Ecclestone do władz Walonii: Nie mamy o czym dyskutować

Belgia nie ma co liczyć na pomoc ze strony szefa administracji Formuły 1
29.11.0517:14
Marek Roczniak
997wyświetlenia

Po ogłoszeniu bankructwa przez promotora wyścigu o Grand Prix Belgii, będące właścicielami toru Spa-Francorchamps władze Walonii zapowiedziały, że jedyną szansą na zorganizowanie przyszłorocznego wyścigu jest pomoc ze strony szefa administracji Formuły 1, Bernie Ecclestone'a.

Brytyjczyk stwierdził tymczasem, że nie ma o czym dyskutować, gdyż zawarty z władzami tego regionu (a nie z wynajętym przez nie promotorem) kontrakt, w którym zobowiązały się one organizować wyścig F1 na torze Spa-Francorchamps do 2010 roku, jest cały czas ważny.

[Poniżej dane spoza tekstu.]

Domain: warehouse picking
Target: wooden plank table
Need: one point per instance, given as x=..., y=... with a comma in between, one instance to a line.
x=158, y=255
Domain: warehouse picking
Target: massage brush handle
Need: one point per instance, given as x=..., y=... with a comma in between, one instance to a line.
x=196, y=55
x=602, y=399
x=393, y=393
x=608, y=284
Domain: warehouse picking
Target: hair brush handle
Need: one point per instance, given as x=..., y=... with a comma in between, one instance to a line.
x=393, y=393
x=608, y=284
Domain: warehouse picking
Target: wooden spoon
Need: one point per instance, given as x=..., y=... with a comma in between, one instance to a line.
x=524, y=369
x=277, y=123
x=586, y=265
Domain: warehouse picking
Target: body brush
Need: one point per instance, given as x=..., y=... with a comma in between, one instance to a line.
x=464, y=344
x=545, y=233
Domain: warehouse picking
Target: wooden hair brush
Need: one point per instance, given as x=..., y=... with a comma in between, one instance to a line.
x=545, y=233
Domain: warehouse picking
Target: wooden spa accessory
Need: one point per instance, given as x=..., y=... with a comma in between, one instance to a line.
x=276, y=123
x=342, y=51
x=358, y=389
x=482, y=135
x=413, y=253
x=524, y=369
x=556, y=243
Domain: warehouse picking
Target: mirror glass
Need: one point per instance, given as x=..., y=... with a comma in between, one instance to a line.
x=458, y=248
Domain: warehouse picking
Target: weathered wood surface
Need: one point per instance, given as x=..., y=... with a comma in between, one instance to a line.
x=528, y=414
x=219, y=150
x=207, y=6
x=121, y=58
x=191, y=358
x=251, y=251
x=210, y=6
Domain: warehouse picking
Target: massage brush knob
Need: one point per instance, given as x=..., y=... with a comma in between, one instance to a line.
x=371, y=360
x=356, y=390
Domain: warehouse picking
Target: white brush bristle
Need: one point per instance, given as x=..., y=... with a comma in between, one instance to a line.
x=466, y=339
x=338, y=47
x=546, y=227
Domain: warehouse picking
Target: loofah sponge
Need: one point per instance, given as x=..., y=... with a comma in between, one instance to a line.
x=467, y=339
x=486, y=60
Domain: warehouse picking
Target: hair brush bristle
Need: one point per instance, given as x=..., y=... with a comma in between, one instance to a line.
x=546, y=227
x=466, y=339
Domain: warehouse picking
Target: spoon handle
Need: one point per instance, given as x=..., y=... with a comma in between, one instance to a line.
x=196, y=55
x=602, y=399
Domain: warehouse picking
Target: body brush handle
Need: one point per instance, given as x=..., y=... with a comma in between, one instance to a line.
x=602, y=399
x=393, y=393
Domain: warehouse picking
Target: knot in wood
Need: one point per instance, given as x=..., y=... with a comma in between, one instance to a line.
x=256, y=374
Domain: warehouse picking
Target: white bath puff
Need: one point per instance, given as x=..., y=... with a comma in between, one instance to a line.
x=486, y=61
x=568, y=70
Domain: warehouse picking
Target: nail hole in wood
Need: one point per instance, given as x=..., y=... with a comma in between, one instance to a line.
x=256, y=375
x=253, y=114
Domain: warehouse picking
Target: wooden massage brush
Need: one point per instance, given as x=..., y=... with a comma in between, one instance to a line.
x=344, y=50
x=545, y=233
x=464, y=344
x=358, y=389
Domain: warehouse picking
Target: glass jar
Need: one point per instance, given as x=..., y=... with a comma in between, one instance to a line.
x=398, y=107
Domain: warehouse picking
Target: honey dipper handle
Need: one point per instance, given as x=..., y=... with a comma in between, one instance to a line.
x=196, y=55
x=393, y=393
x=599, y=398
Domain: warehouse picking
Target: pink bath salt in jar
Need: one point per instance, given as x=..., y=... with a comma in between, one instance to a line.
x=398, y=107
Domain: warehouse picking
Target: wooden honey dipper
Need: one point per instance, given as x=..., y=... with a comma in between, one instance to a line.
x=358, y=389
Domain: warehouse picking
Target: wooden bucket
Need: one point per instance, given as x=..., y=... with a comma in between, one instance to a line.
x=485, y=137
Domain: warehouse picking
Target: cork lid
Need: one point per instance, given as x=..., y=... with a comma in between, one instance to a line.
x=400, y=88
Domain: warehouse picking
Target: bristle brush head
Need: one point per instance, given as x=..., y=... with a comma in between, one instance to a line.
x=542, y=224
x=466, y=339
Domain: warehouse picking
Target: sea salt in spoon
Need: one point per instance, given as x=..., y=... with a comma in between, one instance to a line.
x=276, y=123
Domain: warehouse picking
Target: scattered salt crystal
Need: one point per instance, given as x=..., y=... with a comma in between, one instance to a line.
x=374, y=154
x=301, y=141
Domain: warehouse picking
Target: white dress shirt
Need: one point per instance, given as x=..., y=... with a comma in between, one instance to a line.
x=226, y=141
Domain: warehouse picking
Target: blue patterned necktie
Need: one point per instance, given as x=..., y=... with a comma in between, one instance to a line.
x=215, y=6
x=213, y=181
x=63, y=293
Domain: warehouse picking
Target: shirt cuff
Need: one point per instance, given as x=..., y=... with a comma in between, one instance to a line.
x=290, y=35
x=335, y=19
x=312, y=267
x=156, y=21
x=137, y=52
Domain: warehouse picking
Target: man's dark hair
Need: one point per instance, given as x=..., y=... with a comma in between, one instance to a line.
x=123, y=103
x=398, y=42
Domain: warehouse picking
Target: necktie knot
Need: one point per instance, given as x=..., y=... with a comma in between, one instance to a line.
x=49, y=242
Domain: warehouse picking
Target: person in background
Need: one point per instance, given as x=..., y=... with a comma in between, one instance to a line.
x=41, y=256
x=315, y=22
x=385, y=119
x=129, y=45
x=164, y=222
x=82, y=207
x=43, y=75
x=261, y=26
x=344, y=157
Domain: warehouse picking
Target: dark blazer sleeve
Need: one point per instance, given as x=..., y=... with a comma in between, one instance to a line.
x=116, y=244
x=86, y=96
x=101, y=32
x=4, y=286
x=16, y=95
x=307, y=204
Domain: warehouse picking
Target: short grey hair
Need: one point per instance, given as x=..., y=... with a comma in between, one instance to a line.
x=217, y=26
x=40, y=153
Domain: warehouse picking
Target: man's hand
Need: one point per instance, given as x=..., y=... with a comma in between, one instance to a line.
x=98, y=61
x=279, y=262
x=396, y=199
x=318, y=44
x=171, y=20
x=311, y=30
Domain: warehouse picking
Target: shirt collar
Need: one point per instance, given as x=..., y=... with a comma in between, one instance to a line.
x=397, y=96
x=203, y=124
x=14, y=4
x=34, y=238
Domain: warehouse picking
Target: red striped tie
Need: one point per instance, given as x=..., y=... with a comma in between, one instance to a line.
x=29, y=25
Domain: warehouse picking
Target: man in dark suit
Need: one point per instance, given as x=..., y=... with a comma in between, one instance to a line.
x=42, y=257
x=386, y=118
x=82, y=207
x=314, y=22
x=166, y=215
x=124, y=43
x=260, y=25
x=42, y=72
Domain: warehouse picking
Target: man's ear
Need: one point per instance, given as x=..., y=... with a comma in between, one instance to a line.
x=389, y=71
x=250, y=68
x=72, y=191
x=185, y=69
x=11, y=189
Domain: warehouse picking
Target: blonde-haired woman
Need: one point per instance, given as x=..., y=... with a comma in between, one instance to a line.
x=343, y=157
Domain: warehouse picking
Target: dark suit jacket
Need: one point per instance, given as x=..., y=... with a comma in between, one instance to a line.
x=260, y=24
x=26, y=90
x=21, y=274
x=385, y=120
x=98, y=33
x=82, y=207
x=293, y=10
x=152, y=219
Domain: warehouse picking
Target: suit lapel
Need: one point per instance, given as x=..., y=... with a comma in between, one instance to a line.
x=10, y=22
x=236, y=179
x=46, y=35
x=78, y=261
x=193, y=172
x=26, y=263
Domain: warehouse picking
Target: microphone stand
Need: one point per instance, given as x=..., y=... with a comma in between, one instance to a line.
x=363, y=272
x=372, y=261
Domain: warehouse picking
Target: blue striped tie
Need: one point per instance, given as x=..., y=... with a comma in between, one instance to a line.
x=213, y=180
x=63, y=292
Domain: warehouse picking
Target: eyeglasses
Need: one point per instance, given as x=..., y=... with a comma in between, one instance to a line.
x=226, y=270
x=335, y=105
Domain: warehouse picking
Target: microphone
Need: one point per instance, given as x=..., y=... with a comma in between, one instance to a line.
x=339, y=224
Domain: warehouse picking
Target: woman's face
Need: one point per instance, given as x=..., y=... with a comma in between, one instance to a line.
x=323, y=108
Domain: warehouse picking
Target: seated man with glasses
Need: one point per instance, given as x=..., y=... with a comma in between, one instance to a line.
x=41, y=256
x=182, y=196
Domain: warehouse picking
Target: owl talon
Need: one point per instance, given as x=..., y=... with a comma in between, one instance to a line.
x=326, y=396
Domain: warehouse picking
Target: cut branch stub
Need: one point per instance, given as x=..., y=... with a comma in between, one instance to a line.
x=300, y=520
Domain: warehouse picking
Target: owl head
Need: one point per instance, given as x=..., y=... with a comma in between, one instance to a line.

"Kiedy podpisuje się kontrakt, to powinien on być respektowany i dalsza dyskusja powinna być zbyteczna. Dlaczego powinniśmy negocjować? Przecież kontrakt już istnieje", powiedział Ecclestone w wywiadzie udzielonym belgijskiemu dziennikowi Le Soir.

Źródło: pitpass.com

KOMENTARZE

2
Maximus
29.11.2005 07:12
Nie odbierajcie nam Eau Rouge!
W
29.11.2005 05:20
Gdzie są widły...? Szpadel nie wystarczy.